“Relax… and enjoy the ride.”
If Matt Reed could only give one piece of advice to rookie off-road riders, that simple but priceless nugget would be it.
He’s seen enough people walk through the door of Triumph’s Adventure Riding Experience paralysed by nervous tension to know putting them at ease is the secret to successful riding.
So what other tips can the former British and World Enduro, British Rally and Cross Country Championship veteran pass on to those of us looking for a little extra oomph from our ride?
Here’s his top 13 tips for beginners…
Relax “I always tell people who’ve never ridden off-road to chill out a little before they get on the bike. You can only become skilled at off-road riding if you’ve got the foundations right. Once you’ve got that, then it’s a case of tweaking and finessing to get slowly better.”
Experience counts “Try to ride with people who have a few years’ experience of off-road riding under their belt. You’ll pick up good habits and learn more from them in a day than months of just ‘giving it a go’ on your own. Practice is also crucial.”
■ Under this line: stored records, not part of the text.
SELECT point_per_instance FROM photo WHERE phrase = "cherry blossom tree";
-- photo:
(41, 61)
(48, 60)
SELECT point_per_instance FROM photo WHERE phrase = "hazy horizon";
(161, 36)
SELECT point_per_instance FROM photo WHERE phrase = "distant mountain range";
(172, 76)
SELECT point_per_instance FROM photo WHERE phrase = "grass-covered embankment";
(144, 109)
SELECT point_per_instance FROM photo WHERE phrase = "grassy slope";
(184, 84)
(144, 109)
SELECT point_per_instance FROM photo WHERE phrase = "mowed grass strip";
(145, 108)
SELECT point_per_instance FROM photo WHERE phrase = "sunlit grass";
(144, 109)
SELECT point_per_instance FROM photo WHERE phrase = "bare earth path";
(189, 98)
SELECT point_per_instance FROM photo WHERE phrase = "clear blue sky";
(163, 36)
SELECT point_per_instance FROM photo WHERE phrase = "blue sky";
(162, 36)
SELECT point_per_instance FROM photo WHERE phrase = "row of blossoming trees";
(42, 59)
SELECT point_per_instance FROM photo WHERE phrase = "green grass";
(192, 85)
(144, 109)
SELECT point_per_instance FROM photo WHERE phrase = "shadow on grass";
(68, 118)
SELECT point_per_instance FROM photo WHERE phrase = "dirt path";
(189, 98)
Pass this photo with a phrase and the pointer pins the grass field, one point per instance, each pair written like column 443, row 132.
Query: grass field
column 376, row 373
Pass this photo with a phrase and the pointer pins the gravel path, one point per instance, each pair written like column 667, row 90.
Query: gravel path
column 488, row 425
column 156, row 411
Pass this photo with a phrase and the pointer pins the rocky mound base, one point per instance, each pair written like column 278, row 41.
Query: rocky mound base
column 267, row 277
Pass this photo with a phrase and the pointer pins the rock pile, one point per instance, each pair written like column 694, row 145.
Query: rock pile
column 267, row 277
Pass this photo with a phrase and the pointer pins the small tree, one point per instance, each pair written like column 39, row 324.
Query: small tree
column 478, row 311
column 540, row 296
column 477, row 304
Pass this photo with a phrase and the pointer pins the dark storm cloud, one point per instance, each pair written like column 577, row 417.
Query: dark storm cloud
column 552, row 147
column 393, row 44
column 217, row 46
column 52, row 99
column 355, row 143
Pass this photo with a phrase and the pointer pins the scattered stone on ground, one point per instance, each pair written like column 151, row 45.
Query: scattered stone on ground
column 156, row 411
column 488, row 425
Never take it for granted “Is your tyre pressure right, have you got the right clothing, do you need mousses (a ring of flexible foam placed inside a tyre before it’s fitted) so you can stay operational even if you have a puncture? Get the basics right and you’ll be free to focus on enjoying the adventure.”
Don’t run before you can walk “If you want to be competitive early on I’d say learn the basics but if you won’t be told, make sure you start at a lower level because if you’re any good you’ll progress anyway.”
Look after yourself “It’s no good preparing your bike if your body isn’t ready to ride. You can have a perfectly prepped bike but if you’re not fed, hydrated, alert and awake you might just get away with it… but you won’t enjoy it.”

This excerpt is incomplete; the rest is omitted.